She fears with every youngster under 18 included in the scheme, overstretched staff could fail to spot signs of abuse, leading to another case like Baby Peter or Victoria Climbie.
Ms Davidson spoke out as she revealed the Scottish Conservatives are to launch a fresh bid to stop the measure, which is included in the Children and Young People (Scotland) Act already passed by Holyrood.
Children’s Minister Aileen Campbell said that the Scottish Government had “no intention” of halting the legislation, which assigns a ‘’named person’’ – such as a teacher or health visitor – to look out for the welfare of children under 18.
A legal challenge against the policy at Scotland’s top civil court failed earlier this year but the No To Named Persons campaign group has secured a hearing at the Supreme Court in London in March.
Writing in a Sunday newspaper, Ms Davidson said: “I think it is wrong that the government of a country can impose a guardian to watch over your child without consent and without reason to believe that child needs protection.
“It is a grave violation of the right to a family life, a provision which includes the right to the holding of private information.”
“By stretching resources so thinly that officials are desperately trying to cover every child in the country, it takes time, attention and resources away from those children who need it most. She added: “And this is my real concern. What happens when something goes wrong?
“When a child somewhere in Scotland who desperately needs help and intervention is overlooked as their ‘named person’ has dozens of other perfectly healthy and happy children on the books and can’t take the time for the child who needs it?

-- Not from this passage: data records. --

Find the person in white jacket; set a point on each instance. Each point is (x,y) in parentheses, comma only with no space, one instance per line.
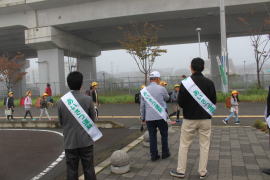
(234,108)
(28,105)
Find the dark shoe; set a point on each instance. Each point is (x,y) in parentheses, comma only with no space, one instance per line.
(204,176)
(155,158)
(266,171)
(174,173)
(166,156)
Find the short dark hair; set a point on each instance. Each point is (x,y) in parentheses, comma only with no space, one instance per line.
(153,78)
(75,80)
(197,64)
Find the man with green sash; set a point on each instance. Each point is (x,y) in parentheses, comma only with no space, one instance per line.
(197,97)
(77,115)
(153,112)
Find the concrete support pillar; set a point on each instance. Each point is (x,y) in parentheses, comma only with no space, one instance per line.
(87,66)
(20,87)
(214,51)
(51,70)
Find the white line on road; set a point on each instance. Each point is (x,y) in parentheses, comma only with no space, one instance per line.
(54,163)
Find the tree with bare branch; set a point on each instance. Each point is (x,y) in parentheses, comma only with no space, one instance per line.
(261,46)
(141,42)
(10,71)
(260,43)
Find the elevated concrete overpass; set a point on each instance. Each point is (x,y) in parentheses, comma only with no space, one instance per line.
(50,29)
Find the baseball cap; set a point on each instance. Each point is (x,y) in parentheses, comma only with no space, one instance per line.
(154,74)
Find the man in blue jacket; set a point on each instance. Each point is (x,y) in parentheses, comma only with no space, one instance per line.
(153,119)
(197,117)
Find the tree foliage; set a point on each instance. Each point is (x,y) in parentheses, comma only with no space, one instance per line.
(260,43)
(141,42)
(10,70)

“It is not beyond imagining we could see a case of neglect or abuse in Scotland – a Victoria Climbie or Baby Peter – which results in tragedy.”
Authorities in the London borough of Haringey were criticised after the death of 17-month-old Peter Connelly in 2007, after he suffered more than 50 injuries over an eight month period when he was being seen by children’s services.
The Scottish Government stressed while the Named Person service would be available to all children and their parents, they would not be legally obliged to use it or take up any help offered.